I've been following 3DNA's citations for years and I am well aware of the above issues: in addition to answering relevant questions in the 3DNA forum, I have blogged specifically on the topic a few times:
Of course, I am in a unique position to help solve the problem. Indeed, for the past couple of years, I've been thinking of writing scripts to make life easier for MD practitioners who care to use 3DNA. However, due to my lack of experience in MD simulations, constraints of "spare" time (plus laziness), and a want of suitable collaborator, I've never found the incentive to get the job done.

I finally decided to write some Ruby scripts to streamline the process of using 3DNA in MD simulations, after a recent question from Aneesh on "script for extracting data from 3DNA output file" in the 3DNA forum. After a few exchanges of views with Aneesh, and especially with Alpay's contribution of Python script and sample dataset, I've finished up two standalone yet connected Ruby scripts to analyze MD simulation trajectories with 3DNA and then extract various structural parameters. The details, including source code and test examples, are available in the 3DNA forum under "Ruby scripts for the analysis of MD simulation trajectories", in a newly created section titled "Molecular dynamics simulations".
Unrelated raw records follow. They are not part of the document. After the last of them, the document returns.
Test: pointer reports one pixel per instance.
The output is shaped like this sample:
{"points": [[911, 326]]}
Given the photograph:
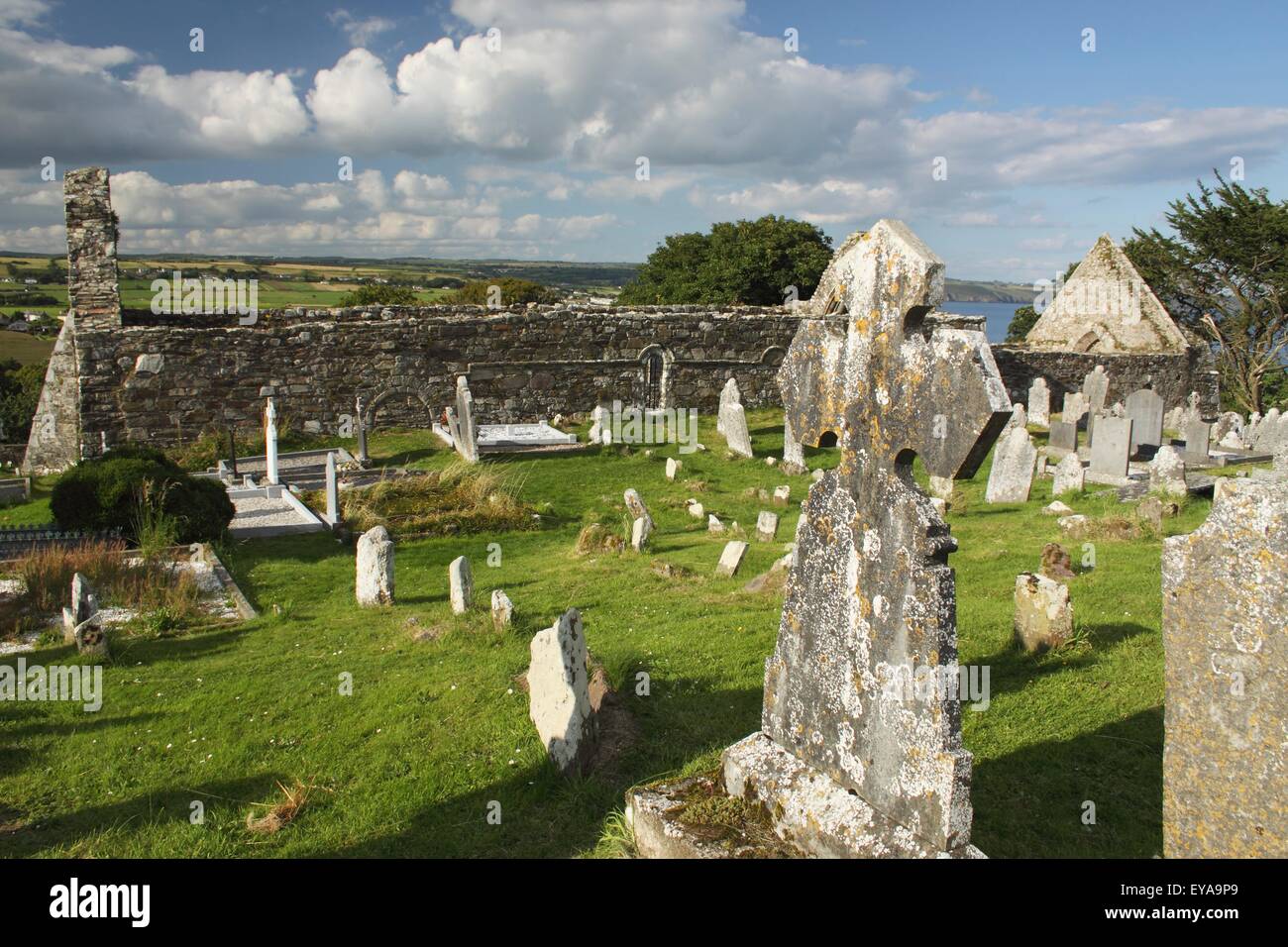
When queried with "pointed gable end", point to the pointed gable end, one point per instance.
{"points": [[1107, 307]]}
The sample file ("sample_md0.pdb") distributed with the current v0.1 of the scripts contains 21 snapshots (models, 0..20), separated by MODEL/ENDMDL pairs. While the sample is based on a trajectory file from AMBER, any MD simulation packages, or NMR ensembles, can be similarly handled as well.

Now the ball is rolling. As time goes by, and with users' feedback, I will refine and expand the functionality of the scripts as necessary. I am confident to see more applications of 3DNA in the "dynamic" molecular simulation field.